To solve the inequality \(2^a + 2^{4-a} < 17\) and determine what the equation \(\frac{x^2}{a} + \frac{y^2}{b} = 1\) represents, we can follow these steps: ### Step 1: Rewrite the Inequality We start with the given inequality: \[ 2^a + 2^{4-a} < 17 \] We can rewrite \(2^{4-a}\) as \(\frac{16}{2^a}\) since \(2^{4-a} = 2^4 \cdot 2^{-a} = \frac{16}{2^a}\). Thus, we can express the inequality as: \[ 2^a + \frac{16}{2^a} < 17 \] ### Step 2: Let \(t = 2^a\) Let \(t = 2^a\). The inequality now becomes: \[ t + \frac{16}{t} < 17 \] ### Step 3: Multiply through by \(t\) To eliminate the fraction, multiply both sides by \(t\) (assuming \(t > 0\)): \[ t^2 + 16 < 17t \] ### Step 4: Rearrange the Inequality Rearranging gives us: \[ t^2 - 17t + 16 < 0 \] ### Step 5: Factor the Quadratic Next, we factor the quadratic: \[ (t - 1)(t - 16) < 0 \] ### Step 6: Analyze the Inequality To find the intervals where this inequality holds, we check the sign of the product: - The roots are \(t = 1\) and \(t = 16\). - The expression \((t - 1)(t - 16)\) is negative between the roots, so: \[ 1 < t < 16 \] ### Step 7: Convert Back to \(a\) Since \(t = 2^a\), we take the logarithm base 2: \[ 1 < 2^a < 16 \] This implies: \[ 0 < a < 4 \] ### Step 8: Determine the Representation of the Conic Section Now, we analyze the equation \(\frac{x^2}{a} + \frac{y^2}{b} = 1\).
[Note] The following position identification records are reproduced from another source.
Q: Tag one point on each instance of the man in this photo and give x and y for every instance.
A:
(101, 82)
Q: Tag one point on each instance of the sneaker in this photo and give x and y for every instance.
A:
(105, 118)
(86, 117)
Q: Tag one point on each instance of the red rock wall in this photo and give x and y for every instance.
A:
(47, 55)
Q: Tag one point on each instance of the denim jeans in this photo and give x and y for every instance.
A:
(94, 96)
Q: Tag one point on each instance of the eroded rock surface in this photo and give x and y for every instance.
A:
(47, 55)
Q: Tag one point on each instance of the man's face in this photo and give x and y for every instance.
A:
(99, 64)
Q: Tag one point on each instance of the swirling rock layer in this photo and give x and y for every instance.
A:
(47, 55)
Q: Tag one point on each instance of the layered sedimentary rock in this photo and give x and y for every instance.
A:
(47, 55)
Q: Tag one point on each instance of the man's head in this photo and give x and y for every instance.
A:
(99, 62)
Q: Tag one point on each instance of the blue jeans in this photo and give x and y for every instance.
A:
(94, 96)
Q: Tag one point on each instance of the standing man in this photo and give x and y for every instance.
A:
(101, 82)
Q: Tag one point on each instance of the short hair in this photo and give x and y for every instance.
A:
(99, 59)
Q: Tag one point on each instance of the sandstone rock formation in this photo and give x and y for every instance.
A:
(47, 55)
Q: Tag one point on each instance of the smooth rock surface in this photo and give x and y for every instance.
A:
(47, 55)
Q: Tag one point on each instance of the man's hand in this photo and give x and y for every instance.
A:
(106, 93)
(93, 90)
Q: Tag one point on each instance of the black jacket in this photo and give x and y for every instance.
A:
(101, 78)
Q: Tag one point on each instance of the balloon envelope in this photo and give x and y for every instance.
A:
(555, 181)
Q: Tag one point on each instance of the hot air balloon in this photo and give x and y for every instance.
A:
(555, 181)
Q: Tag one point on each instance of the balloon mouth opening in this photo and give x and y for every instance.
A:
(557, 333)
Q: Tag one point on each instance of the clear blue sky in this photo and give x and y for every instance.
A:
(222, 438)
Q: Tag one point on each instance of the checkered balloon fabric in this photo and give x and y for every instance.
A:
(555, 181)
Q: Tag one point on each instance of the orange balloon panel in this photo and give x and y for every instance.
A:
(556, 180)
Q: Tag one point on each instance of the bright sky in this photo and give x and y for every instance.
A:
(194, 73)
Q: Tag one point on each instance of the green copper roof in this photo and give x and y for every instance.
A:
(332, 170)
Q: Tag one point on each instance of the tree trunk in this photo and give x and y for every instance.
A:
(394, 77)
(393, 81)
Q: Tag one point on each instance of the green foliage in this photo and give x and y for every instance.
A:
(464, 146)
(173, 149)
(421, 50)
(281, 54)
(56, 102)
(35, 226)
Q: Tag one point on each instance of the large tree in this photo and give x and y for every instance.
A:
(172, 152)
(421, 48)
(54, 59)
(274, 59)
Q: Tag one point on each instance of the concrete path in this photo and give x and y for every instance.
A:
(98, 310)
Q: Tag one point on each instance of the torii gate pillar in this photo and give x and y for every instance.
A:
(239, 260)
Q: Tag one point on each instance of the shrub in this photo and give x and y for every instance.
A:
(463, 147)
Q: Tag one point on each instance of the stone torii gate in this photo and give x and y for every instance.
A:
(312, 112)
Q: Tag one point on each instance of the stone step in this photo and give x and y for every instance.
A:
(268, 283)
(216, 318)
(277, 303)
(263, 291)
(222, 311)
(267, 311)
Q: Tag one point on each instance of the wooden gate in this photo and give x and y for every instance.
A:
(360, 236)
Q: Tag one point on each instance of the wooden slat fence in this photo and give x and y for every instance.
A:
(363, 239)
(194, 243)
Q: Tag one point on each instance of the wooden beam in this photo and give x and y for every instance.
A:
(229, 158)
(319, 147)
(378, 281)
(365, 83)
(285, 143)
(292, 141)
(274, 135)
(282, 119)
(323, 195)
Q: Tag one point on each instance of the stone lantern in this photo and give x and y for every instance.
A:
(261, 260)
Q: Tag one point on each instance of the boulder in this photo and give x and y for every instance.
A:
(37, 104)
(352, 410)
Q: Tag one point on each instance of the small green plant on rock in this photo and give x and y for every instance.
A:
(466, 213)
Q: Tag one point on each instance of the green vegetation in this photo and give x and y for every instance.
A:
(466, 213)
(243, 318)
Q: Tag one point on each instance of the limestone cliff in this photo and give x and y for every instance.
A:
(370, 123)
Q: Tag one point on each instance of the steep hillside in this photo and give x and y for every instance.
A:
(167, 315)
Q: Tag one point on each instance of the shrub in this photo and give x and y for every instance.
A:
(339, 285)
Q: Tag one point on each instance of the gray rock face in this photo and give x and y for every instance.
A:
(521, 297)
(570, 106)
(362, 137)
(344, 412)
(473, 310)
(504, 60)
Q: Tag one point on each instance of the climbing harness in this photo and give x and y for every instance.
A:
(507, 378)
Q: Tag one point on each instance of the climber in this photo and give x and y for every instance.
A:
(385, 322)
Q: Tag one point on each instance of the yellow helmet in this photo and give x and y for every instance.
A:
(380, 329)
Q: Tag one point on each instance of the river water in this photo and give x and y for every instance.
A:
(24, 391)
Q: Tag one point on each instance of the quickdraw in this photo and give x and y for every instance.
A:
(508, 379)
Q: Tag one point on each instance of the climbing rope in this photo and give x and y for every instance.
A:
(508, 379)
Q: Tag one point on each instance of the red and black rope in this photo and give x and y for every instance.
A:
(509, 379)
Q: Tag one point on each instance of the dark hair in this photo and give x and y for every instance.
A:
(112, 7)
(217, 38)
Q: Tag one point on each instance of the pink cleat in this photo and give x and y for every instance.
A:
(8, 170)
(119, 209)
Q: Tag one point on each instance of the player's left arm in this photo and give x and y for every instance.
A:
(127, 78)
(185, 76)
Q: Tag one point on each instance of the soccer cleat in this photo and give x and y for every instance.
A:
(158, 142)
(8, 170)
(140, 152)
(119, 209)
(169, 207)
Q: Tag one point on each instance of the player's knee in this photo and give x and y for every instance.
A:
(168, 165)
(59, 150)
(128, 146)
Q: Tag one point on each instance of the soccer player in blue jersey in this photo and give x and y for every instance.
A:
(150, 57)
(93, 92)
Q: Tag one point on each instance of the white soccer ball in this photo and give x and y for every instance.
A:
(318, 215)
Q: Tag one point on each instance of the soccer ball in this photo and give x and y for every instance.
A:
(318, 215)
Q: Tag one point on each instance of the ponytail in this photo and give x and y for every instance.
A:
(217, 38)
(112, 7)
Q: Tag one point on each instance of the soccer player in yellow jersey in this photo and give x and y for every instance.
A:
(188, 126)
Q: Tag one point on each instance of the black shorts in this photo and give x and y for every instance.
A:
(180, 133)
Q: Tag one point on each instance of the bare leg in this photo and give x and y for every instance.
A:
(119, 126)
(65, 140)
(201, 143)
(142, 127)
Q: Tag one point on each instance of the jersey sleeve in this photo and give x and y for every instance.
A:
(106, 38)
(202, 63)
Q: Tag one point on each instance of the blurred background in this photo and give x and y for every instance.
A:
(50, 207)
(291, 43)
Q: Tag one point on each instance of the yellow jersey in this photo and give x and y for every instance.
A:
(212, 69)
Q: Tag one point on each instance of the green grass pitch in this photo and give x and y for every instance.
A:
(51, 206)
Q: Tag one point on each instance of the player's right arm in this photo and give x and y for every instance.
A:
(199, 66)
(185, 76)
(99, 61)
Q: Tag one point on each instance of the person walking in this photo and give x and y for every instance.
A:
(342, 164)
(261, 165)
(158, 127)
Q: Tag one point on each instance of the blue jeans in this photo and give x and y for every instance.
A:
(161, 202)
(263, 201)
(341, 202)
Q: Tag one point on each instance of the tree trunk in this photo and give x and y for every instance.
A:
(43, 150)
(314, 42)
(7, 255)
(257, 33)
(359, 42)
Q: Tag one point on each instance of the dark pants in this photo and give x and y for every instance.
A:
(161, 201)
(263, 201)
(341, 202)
Given that \(a\) is positive and we need to determine \(b\): - If \(b < 0\), the equation becomes \(\frac{x^2}{a} - \frac{y^2}{|b|} = 1\), which represents a hyperbola. ### Conclusion Thus, the inequality \(2^a + 2^{4-a} < 17\) leads us to conclude that \(a\) is between \(0\) and \(4\), and if \(b\) is negative, the equation \(\frac{x^2}{a} + \frac{y^2}{b} = 1\) represents a hyperbola.